We are using kafka streams in kubernetes deployment and running 10 instance of our pod. All the pod has static consumer group ID configured. Each pod has 4 streaming thread. The topic has 60 partition.
We are seeing rebalance storm and message not getting processed / lag being built. Again this problem is very much reproducible.
From kafka properties point of view
max.poll.inteval.ms is set to Int.MaxValue
session.timeout.ms is set to 60 sec
heartbeat.interval.ms is 20 sec.
Rebalance itself may be fine but we are seeing messages are not processed for long time and huge lag getting built. Please help how to overcome this issue.

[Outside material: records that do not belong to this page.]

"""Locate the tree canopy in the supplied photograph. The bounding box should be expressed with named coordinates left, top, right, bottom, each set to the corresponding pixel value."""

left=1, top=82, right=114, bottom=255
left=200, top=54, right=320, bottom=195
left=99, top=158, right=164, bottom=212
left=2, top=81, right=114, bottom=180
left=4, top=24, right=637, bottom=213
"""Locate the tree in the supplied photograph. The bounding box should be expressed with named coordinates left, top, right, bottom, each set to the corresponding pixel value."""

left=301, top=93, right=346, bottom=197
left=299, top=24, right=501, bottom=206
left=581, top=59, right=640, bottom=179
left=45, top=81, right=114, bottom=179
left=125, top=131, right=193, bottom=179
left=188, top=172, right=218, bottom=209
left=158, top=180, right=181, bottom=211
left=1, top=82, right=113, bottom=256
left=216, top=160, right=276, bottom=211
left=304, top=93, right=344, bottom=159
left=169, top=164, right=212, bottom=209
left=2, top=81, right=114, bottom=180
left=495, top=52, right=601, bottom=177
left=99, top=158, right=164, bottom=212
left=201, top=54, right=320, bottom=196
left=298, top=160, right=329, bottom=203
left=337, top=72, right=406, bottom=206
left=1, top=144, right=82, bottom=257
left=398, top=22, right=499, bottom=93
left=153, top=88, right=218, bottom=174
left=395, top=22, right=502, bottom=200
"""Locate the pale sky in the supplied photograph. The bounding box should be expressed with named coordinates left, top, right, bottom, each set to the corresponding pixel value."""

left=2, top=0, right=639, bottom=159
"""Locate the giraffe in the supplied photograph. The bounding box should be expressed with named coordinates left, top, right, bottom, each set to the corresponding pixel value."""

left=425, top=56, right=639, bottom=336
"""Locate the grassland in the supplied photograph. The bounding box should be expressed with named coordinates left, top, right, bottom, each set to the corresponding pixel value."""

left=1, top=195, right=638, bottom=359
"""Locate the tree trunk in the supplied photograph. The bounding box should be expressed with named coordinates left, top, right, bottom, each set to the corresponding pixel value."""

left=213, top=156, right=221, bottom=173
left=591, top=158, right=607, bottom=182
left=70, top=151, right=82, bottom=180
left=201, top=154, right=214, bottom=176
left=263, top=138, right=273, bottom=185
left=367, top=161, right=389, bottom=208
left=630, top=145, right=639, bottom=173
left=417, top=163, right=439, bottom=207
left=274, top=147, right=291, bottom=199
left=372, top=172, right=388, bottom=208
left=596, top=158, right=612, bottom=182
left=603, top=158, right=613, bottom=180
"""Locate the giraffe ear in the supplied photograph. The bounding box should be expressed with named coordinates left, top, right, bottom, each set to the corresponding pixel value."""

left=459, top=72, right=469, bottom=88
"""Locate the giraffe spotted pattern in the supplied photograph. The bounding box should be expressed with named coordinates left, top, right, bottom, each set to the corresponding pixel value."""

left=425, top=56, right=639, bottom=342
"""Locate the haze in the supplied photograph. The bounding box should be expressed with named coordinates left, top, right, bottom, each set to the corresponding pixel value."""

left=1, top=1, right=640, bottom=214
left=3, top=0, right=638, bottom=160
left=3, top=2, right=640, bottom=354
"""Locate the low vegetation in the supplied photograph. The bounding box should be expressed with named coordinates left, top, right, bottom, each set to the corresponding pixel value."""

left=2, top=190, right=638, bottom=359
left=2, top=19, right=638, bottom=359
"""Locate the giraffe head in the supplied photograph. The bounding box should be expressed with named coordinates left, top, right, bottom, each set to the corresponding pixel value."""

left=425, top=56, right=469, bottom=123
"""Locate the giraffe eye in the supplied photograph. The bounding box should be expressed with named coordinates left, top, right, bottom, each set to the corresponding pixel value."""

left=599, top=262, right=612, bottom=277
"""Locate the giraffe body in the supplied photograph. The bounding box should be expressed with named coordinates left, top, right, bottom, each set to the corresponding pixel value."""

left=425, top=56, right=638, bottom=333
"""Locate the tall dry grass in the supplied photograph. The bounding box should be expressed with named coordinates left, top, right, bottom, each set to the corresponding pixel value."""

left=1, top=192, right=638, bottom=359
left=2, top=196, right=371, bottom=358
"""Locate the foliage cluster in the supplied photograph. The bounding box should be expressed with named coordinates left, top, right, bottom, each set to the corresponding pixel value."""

For static group membership, it’s usually recommended to increase the session timeout to a very large value, like 5 minutes (or even larger) to ensure that no rebalance is triggered if a POD is moved within the Kubernetes cluster. The session timeout should be larger than the maximum expected downtime of a POD.
Also, if you have a stateful application, you want to use “stateful set” to make sure that persistent volumes are re-attached to the same PODs to avoid expensive state store recovery.
I guess you could inspect the log (client and broker side) to investigate why a rebalance is triggered… If a static member re-joins the group, no rebalance should be trigger (ie, if the static member was not removed from the group previously). – Could also be a config issue (ie, the static member ID is not configures correctly)?
Your config does not contain a static group ID (ie, group.instance.id) that must be unique within the consumer group, ie, different for each POD. Check out the talk I linked above for more details.